Bitcoin Forum

Bitcoin => Development & Technical Discussion => Topic started by: TierNolan on June 30, 2011, 11:08:43 AM



Title: P2P block download - use bit torrent like method
Post by: TierNolan on June 30, 2011, 11:08:43 AM
At the moment, the block chain is downloaded linearly.  This places a large load on the other node and it isn't possible for the downloader to pay back the other node.

A better method would be to download the blocks like in bittorrent.

Download all the headers. 

This should be fast, since it is 80 bytes per block. 

80 bytes every 10 minutes is around 4MB per year.

Download missing blocks

Since you have all the headers, you can ask for any 500 blocks that you want.

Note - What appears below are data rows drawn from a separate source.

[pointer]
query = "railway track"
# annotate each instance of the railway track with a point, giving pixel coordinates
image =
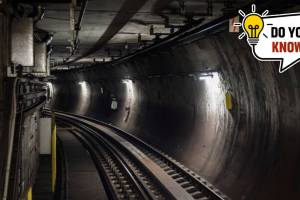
(132, 169)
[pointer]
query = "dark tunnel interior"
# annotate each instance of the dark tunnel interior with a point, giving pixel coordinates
(170, 72)
(174, 99)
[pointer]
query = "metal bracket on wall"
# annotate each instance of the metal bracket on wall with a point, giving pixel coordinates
(11, 71)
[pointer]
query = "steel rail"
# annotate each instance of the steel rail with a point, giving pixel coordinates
(191, 183)
(132, 188)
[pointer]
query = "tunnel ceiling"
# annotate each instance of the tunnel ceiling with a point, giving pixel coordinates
(134, 35)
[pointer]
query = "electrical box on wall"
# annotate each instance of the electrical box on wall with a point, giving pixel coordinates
(22, 50)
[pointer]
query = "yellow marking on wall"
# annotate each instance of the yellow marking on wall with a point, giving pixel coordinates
(29, 194)
(53, 153)
(228, 101)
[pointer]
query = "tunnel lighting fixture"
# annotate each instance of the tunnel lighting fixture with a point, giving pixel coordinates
(208, 75)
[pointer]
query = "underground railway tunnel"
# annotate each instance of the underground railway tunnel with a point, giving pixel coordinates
(137, 99)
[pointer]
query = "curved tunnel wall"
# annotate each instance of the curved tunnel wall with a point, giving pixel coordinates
(165, 98)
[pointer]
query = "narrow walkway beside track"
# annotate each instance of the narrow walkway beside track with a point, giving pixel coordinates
(83, 181)
(103, 162)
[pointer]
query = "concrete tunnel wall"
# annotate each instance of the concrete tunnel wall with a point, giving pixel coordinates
(251, 152)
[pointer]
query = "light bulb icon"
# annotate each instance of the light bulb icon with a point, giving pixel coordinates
(253, 25)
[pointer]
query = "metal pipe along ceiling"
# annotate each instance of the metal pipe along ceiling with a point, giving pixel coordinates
(128, 9)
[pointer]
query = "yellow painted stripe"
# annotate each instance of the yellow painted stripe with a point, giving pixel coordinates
(29, 194)
(228, 102)
(53, 153)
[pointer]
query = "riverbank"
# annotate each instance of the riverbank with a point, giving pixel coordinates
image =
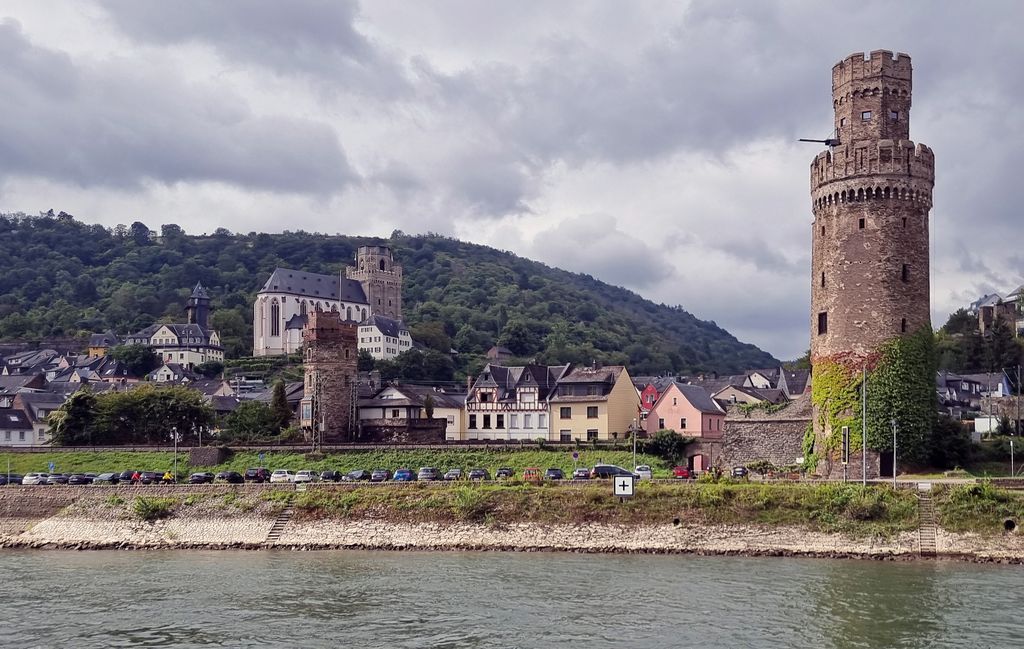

You could download blocks 1000-1500 from a seed and another peer could download 500-1000 from a seed.  You could then share the blocks with each other.  This greatly reduces the load on the seeding computers.

Blocks near the end of the chain are more valuable, since they are more likely to have active transactions.  The random selection could be biased towards trying to get those first.


Title: Re: P2P block download - use bit torrent like method
Post by: XIU on June 30, 2011, 11:21:33 AM
Isn't the reason that the blocks have to verified linear anyway? As in part of the hash is the result of the previous hash?


Title: Re: P2P block download - use bit torrent like method
Post by: TierNolan on June 30, 2011, 11:25:43 AM
Isn't the reason that the blocks have to verified linear anyway? As in part of the hash is the result of the previous hash?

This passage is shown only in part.